Me señala la sala de espera. Familias de ojos ya secos me reciben con la única sonrisa posible. Soy hábil y rápido. Veo por encima a cada uno, y decido el orden de lo que pueden hacer mis manos. Varias horas después, observando el goteo de un suero que posiblemente llega ya tarde, veo el reflejo en el cristal de un hombre maduro, con un tubo negro colgando del cuello y una camiseta blanca, muy lejos de su barrio y del parque donde jugaba ser Van Basten.
Algo dice ese hombre cuando de pronto se refleja en un espejo de un despacho barroco y de cuero. En la mesa del despacho hay una placa dorada, un juego caro de plumas, delante de una estantería y papeles firmados por autoridades competentes. Recibo un e-mail que leo en un sillón que vibra en 2 de 8. En una pantalla que parece un pelo largo amasado, consulto las citas programadas. Me levanto oyendo el fino silbido de un traje Bellitucci al separarse de la piel de toro. En la sala de espera está una mujer vestida de domingo, adicta al tranxilium, yonki que huele a joyas, que me pide su dosis y Pacheco, el guardia jurado depresivo que no se separa de su arma reglamentaria. Observo el goteo de ciudadanas mentes enfermas que llegan ya tarde y sin remedio.

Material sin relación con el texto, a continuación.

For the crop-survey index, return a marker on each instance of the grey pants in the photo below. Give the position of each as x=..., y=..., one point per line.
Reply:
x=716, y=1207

Es demasiado pronto como para estar ya hasta los huevos de esta gente. Miro la hora, y en la esfera del omega veo a un hombre maduro, con placa en la puerta, una corbata de seda colgando del cuello y un traje de digna miseria, muy cerca de su barrio, donde es considerado y conocido por todos aquellos que él no conoce.
Le llaman al teléfono. Algo dice ese hombre… Me despierto. Vaya. De nuevo arriba mirando hacia arriba…
¿Y si no consigo entender el sueño y acabo en la opción tan posible y terrible de no poder dar la vuelta?